Now, we can go ahead and fit the reduced model.

logreg_final = LogisticRegression(solver = 'liblinear', random_state = 0, max_iter=1000, penalty = 'l2')
logreg_final.fit(X_train.iloc[:, rfecv.support_], y_train)

y_pred = logreg_final.predict(X_test.iloc[:, rfecv.support_])
print('Accuracy of logistic regression classifier on test set: {:.2f}'.format(logreg_final.score(X_test.iloc[:, rfecv.support_], y_test)))
confusion_matrix = confusion_matrix(y_test, y_pred)
print(confusion_matrix)
logit_roc_auc = roc_auc_score(y_test, logreg_final.predict(X_test.iloc[:, rfecv.support_]))
fpr, tpr, thresholds = roc_curve(y_test, logreg_final.predict_proba(X_test.iloc[:, rfecv.support_])[:,1])
plt.figure()
plt.plot(fpr, tpr, label='Logistic Regression (area = %0.2f)' % logit_roc_auc)
plt.legend(loc="lower right")
plt.xlabel('FPR')
plt.ylabel('TPR')
plt.show()

It turns out that the reduced model has practically identical performance with the full model, however, using only 26 features instead of 36.

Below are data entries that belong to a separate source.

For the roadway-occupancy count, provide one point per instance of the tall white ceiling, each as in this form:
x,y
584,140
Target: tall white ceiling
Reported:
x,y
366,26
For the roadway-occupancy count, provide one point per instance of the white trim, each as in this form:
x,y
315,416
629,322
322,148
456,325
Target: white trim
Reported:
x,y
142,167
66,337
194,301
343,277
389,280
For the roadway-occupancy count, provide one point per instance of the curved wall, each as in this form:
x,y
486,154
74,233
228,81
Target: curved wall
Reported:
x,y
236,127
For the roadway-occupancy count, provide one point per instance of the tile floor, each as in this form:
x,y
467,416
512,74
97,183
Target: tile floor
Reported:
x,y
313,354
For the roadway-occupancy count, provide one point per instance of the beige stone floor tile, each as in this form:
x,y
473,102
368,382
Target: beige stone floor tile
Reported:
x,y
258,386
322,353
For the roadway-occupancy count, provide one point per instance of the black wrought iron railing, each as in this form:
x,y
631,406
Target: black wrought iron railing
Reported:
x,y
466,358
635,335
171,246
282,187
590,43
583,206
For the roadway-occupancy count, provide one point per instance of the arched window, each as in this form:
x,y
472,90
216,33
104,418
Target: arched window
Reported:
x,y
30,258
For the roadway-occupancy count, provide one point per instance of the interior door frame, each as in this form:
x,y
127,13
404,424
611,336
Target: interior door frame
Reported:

Feature importance Link to heading

What’s left is to take the final model and plot the importance of the 26 selected features based on their coefficients’ magnitude. To make the interpretation of feature importance even more granular, we can distinguish between positive and negative coefficients.

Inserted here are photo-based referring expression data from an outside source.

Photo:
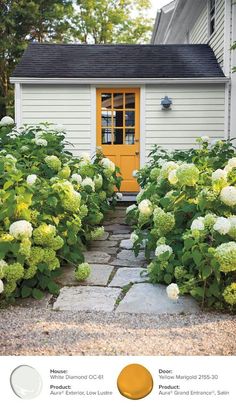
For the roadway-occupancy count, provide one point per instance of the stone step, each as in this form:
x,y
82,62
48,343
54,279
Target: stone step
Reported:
x,y
99,276
152,299
125,276
97,257
87,298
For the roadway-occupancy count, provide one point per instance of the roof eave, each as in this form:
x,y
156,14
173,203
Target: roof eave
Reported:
x,y
113,81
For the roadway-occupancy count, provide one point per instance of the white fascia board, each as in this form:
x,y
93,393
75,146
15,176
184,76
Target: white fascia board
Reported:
x,y
117,81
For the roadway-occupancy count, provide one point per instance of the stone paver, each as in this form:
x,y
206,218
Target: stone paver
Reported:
x,y
110,251
34,303
148,298
118,229
104,237
99,276
130,256
103,244
97,257
118,237
126,244
87,298
124,276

coefficients = logreg_final.coef_
importance = np.abs(coefficients)
colors = ['royalblue' if i == 1.0 else 'salmon' for i in np.sign(coefficients).flatten()]
feature_importance = pd.DataFrame({'Feature': X_train.iloc[:, rfecv.support_].columns, 'Importance': importance.flatten()})
feature_importance = feature_importance.sort_values('Importance', ascending=True)
feature_importance.iloc[-20:,:].plot(x='Feature', y='Importance', color = colors, kind='barh', figsize=(10, 6))
plt.xlabel("Importance")
plt.legend('',frameon=False)
plt.show()

What did we learn from the figure above? First, the categorical features are more important than the quantitative ones as they are higher ranked. Then, the marital status is the most important feature with the likelihood of positive response to the campaign being smallest for the people who are “Together”. Additionally, our feature Days_Customers appears to be fairly influential in determining the success of campaign. More faithful customers are more likely to respond positively. Lastly, note that the negative value of Recency together with the fact that we standardized the quantitative features means that customers that shopped recently will be more likely to respond positively (- * - = +) than those who haven’t shopped in a while.